Here are a couple of photos which show the difference made by bracken management. The first photo shows our 'control' area  in the Scots Pine plantation where the Pine has been thinned but no replanting or bracken bashing has been done. Note how dead bracken has smothered the ground flora - no bluebells or very much else can survive in these conditions. In contrast, the two other photos show a couple of areas where the bracken has been ruthlessly removed, and which were devoid of bluebells until this Spring.

We wrote about our spreading patches of wild daffodils in a previous post. Here are some more examples of regenerating ground flora:


Just outside the cabin - ferns, wood sorrel, birch, grasses

New lush grass in a damp spot 

Rowan emerges in abundance and is usually eaten by deer, but we protect some we want to keep. We'll need to fit a longer tube on the rowan in the photo below .

A new patch of heather


Willow springing up next to the deck

We're getting much better at growing our own trees . Last December we came across abundant acorns at Wakehurst Place (National Trust/Kew Gardens), 13 miles from Old Copse. They looked especially large and robust, so we gathered a couple of handfuls and plonked them into small pots of compost , not really expecting much of a result. So we were very pleased to see them all successfully germinating and growing into sturdy young oak trees. We should have more than 40 to plant out next Autumn.

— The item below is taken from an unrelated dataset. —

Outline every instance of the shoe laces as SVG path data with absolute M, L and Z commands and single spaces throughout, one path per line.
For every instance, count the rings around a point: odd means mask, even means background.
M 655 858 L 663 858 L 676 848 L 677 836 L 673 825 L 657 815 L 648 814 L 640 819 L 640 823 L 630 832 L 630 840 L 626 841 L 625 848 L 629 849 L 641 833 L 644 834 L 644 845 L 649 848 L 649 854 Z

It has been an exceptionally dry Spring so far and we have been worrying about the survival of the 500 + tree 'whips' we planted last Autumn. But  under the dry pine needle and deciduous leaf  'crust', the soil is still damp. We would like a really good downpour though to get the trees through their first season. Both the willow grove and the alder wood are looking good, inhabited by marsh tits attracted by their dampness.

Willow pollards with shoots removed last winter. We pollard by rotation, a section at a time, so there's a variety of growth..

We came across a fallow deer corpse in the willow grove. We think it might have been injured on the road and made its way into the willow grove to die. Herbie was very interested, but also nervous about approaching it. After a bit he decided that the corpse wasn't a threat and  got closer to have a sniff. It was quite fresh - the buzzards, crows , foxes and badgers will make short work of it.

Thursday, 6 April 2017

Bufo Bufo

otherwise known as.....the Common Toad

These great photos of toads in Hawkins Pond were taken by Karl, three weeks ago in early March. Toads (and frogs) use Hawkins as a breeding site, returning every year to spawn. Apparently toads moved elsewhere will find their chosen pond even if they are more than two miles away. The mass migration to Hawkins has been watched by the fishermen, who have seen hundreds of toads assemble for the annual mating. Males arrive first and remain in the pond for several weeks, while females only stay long enough to mate and spawn. The female lays a long double string of small black eggs, which the male fertilises. The toadpoles hatch out after two or three weeks. There are thousands of them, but many will become food for the grass snakes who have now come out of hibernation and will hunt them in the water.  By twelve weeks the young toads will be ready to leave the pond.  They spend the rest of the year living in damp lairs, concealed under rocks or log piles, coming out at night to hunt. 

We've got plenty of log piles and are be careful not to disturb the inhabitants underneath with too enthusiastic tidying!